The Marlins' performance in 1998 went to 54-108, which was the worst record that year, and still is. The Marlins are the only squad to lose a hundred games in just one year after clinching the Series title. Huizenga sold the entity to John Henry, a Boca Raton trader. They concluded the year 1999 with another ugly record, 64 to 98.

Just a month before the regular season, the Marlins hired David Dombrowski as the President, and he became both the president and the general manager of the team. They had the 1st overall pick for 2000, and they chose Adrian Gonzales, who was just 16 years old. For this year, things went better -- they finished 79 to 82 for a bronze finish of the NL East. The principal reason for this rank was that Preston Wilson committed 31 home runs, and 121 RBIs to boot. Luis Castillo shone too, dishing out a .334 batting average. Alfonseca turned out to be a saving specialist, with an inspiring 45 saves to his name.

In May, Burnett pitched a no-hitter versus the Padres. But that was not the monumental thing; the incredible feat he did was he walked 9 batters and threw 129 pitches, 65 of which were strikes.

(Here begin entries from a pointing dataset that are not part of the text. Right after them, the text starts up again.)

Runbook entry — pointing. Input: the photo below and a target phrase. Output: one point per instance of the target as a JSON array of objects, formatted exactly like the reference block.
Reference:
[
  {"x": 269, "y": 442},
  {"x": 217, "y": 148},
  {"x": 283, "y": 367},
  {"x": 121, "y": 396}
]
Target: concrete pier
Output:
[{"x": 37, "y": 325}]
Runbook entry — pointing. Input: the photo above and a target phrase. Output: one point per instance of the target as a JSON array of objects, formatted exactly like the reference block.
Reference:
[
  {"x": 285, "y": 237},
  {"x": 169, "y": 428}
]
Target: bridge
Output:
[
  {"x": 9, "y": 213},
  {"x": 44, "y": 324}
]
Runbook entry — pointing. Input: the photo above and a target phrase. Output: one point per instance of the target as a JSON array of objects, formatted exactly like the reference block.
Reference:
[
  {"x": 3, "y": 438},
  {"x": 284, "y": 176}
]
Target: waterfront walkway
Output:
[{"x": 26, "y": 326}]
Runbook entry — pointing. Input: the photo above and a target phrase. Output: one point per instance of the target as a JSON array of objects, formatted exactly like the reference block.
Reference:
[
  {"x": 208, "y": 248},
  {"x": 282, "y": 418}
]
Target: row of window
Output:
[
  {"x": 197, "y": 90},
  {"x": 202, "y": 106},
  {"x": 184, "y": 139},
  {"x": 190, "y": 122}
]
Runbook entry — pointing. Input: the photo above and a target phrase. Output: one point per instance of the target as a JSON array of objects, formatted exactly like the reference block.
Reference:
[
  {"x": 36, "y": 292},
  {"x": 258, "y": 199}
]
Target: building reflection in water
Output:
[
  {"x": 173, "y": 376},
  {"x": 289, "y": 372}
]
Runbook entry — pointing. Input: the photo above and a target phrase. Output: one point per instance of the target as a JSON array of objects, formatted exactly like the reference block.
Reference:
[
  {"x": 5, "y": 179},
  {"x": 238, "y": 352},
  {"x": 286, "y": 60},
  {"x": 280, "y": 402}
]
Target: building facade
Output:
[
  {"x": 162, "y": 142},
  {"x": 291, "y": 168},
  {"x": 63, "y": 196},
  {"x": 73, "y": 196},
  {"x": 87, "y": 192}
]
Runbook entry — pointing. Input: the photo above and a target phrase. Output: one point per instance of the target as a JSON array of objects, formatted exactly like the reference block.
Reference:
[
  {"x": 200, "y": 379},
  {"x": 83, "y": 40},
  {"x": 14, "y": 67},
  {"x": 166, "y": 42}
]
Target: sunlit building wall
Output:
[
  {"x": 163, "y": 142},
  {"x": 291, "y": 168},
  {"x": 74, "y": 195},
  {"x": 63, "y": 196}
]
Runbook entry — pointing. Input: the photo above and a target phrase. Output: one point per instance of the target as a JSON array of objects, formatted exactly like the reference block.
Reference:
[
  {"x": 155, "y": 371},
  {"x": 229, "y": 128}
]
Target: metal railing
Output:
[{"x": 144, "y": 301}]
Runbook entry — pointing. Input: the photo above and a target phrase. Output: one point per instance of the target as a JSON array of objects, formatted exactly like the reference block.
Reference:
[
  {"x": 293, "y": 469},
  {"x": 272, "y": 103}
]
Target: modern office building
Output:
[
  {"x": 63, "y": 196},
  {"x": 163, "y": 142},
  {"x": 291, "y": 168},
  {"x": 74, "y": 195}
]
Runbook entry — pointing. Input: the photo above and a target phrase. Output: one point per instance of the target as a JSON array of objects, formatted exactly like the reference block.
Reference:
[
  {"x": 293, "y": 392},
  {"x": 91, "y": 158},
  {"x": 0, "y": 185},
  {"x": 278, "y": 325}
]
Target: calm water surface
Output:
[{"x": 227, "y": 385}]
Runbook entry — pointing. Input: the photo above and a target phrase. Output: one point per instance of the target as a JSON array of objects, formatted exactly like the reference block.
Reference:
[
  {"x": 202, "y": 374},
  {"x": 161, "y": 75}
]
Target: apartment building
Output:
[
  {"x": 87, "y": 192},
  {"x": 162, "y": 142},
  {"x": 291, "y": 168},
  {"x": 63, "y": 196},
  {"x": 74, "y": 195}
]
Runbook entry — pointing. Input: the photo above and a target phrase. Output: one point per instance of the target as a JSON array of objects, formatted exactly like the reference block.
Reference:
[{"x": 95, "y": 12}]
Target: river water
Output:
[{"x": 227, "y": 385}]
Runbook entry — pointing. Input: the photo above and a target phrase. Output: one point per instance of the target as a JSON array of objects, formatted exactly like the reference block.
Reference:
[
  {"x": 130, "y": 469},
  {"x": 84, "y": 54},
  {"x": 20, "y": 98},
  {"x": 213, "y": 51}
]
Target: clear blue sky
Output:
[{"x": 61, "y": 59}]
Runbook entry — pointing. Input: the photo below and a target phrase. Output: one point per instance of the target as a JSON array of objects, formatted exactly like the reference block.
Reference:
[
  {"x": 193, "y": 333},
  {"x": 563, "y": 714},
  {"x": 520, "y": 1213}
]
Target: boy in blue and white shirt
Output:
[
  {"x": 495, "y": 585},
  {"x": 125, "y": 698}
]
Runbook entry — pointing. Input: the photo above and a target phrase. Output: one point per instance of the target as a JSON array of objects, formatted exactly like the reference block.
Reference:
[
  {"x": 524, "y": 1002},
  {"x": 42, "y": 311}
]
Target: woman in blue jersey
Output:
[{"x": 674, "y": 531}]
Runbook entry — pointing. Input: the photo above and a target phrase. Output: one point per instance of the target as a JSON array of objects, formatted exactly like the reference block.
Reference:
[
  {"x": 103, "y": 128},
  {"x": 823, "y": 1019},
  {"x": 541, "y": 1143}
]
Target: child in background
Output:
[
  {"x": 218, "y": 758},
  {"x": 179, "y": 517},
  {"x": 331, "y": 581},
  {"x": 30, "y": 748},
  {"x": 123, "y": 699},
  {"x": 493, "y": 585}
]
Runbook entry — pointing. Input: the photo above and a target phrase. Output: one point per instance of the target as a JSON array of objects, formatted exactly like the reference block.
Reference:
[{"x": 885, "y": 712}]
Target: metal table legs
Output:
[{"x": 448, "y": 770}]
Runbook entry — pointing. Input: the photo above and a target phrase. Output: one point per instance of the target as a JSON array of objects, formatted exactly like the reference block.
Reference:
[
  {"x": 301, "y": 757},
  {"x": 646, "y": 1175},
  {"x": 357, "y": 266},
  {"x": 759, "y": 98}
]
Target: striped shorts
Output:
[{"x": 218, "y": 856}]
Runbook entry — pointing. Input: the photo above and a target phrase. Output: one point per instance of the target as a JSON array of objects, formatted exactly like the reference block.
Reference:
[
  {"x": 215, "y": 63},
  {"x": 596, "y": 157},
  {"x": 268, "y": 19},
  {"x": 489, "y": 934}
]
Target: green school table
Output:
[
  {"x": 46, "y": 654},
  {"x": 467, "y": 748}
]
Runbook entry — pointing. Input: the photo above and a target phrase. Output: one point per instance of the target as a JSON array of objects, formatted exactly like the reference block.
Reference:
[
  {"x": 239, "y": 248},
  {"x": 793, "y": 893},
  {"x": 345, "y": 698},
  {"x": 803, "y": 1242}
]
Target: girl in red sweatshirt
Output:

Before the 2002 season, the Marlins traded Clement and Antonio Alfonseca for Ryan Jorgensen, Cueto, Willis, Tavarez of the Cubs. The shining moments for this season was when Castillo established a record of 35-game hitting run, and when Millar had a 25-game streak. The Marlins ended up 79-83, the second best in the history of the team (at that point).

History of the Florida Marlins: Departure of the greats

In the off-season after the 2nd World Series title, the Marlins made a dubious move: Lee got traded to Chicago for Mike Nannini (pitcher) and Hee Seop Choi. Urbina and Ivan Rodriguez also left the team. The upside for them at this point in their history was that Dontrelle Willis claimed the Rookie of the Year honors, and Jack McKeon was given recognition for his manager's capacity.

History of the Florida Marlins: Moment of the rookies

In the start of 2006, the team salary reached $21M, which was the smallest in the whole of MLB. But here is the funny thing: Alex Rodriguez' salary is greater than the whole team combined. MLB history was enhanced when the team started 6 rookies in the opening day. The Marlins lost game after game, but Miguel Cabrera and Uggla got picked to grace the All Stars. Mike Jacobs, Willingham, and Uggla were the first rookies (of one team) to hit no less than 20 home runs, in just a single season of playing.